Notice that v represents the scalar(number) and A represents the matrix.

You may prove the requested identity evaluating the inverse of the new matrix `v*A` .

You need to remember that you may evaluate the inverse of a matrix only if its determinant is not equal to zero.

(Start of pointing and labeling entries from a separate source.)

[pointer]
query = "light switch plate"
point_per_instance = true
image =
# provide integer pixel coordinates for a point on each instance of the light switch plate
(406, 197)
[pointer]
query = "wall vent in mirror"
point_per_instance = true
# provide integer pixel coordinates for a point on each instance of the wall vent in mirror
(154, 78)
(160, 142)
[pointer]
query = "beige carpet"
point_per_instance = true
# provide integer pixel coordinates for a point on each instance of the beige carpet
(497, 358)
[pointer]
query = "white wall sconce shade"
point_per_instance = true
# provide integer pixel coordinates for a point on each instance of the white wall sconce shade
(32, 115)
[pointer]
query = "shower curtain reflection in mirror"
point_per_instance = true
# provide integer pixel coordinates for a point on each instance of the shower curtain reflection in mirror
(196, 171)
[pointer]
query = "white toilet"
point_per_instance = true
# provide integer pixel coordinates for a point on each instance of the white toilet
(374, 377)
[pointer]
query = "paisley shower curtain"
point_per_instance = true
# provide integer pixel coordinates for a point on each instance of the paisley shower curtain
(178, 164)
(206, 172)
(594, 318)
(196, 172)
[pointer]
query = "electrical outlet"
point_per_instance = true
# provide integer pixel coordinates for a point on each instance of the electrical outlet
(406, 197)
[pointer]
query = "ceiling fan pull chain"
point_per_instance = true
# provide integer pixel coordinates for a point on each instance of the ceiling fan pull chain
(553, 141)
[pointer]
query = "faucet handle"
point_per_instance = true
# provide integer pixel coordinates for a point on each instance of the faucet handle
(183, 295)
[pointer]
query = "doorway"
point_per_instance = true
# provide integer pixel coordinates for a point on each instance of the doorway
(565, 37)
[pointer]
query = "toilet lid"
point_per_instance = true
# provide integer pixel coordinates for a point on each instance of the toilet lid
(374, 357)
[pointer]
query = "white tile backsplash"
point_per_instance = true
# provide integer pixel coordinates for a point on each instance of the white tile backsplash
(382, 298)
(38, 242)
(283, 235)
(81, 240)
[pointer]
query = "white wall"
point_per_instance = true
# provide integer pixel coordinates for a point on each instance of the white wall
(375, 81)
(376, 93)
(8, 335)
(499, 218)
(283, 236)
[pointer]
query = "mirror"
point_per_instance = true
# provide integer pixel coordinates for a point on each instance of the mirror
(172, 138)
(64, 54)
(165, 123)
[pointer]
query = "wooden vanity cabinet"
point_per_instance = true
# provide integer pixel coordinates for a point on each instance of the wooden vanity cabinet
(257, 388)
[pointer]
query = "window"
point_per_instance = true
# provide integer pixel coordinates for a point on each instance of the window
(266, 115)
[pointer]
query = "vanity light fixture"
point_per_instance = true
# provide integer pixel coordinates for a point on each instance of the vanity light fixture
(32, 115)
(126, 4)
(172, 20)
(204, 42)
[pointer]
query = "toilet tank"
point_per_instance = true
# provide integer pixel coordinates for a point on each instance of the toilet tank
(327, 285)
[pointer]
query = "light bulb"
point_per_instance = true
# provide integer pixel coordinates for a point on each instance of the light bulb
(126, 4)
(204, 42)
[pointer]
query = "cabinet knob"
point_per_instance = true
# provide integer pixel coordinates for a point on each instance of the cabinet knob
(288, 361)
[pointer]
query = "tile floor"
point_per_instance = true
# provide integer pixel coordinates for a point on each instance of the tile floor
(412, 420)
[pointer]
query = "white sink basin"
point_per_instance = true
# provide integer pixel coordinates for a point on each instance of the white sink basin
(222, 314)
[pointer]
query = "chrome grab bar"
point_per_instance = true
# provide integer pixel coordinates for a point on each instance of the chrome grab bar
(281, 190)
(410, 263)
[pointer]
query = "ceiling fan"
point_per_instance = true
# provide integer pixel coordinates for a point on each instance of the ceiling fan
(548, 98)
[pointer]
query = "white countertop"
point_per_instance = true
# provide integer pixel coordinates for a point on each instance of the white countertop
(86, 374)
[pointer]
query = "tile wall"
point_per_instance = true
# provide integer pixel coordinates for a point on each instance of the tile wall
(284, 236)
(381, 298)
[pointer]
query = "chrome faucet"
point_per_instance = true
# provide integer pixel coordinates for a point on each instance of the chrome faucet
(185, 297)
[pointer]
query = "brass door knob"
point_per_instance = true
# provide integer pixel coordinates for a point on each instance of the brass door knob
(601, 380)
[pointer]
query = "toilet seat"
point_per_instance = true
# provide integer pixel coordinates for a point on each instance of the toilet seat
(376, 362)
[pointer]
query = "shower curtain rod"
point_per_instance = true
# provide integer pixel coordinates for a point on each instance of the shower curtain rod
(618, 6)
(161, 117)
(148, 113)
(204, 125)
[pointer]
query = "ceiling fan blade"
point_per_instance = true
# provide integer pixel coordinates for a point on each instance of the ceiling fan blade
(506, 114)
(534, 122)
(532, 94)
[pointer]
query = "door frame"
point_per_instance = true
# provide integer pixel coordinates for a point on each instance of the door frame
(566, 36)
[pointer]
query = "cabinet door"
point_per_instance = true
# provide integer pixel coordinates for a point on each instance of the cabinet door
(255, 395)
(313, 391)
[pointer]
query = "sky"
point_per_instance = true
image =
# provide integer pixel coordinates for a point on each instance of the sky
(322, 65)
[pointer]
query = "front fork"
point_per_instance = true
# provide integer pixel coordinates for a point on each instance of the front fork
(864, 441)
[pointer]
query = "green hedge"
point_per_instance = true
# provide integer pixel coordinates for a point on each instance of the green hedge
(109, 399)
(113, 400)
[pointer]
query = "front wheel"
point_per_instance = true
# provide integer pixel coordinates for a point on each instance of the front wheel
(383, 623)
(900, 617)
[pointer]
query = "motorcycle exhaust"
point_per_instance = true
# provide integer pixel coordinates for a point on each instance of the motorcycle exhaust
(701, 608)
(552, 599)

Supposing that the determminant of 2x2 matrix A is not zero, yields:

`det A = va*vd - vb*vc => detA = v^2ad - v^2bc`

Factoring out `v^2` yields:

`detA = v^2(ad-bc)`

Since `det A!= 0 =>` there exists `A^(-1)` such that:

`A^(-1) = (1/(det A))((A^t_(11),A^t_(21)),(A^t_(12),A^t_(22)))`

You need to evaluate `A^t_(11)` such that:

`A^t_(11) = (-1)^(1+1)*d ` (you need to remove the terms in column 1 and row 1 and it remains the element d)

`A^t_(11) = d`

`A^t_(12) = (-1)^(1+2)*b ` (you need to remove the terms in column 1 and row 2 and it remains the element b)

`A^t_(12) = -b`

`A^t_(21) = (-1)^(2+1)*c => A^t_(21) = -c`

`A^t_(22) = (-1)^(2+2)*c => A^t_(22) = a`

`A^(-1) = (1/det A)((d,-c),(-b,a))` `=> A^(-1) = 1/(v^2(ad-bc))*((d,-c),(-b,a))`

Notice that you may write `1/det A = (1/v)*(1/(v(ad-bc)))` where `1/v` represents the inverse of the scalar v, but the next factor does not represents `1/ det A` , hence, since `A^(-1) = 1/(det A)*((d,-c),(-b,a)),` the given expression `(v*A)^(-1) = v^(-1)*A^(-1)` does not hold.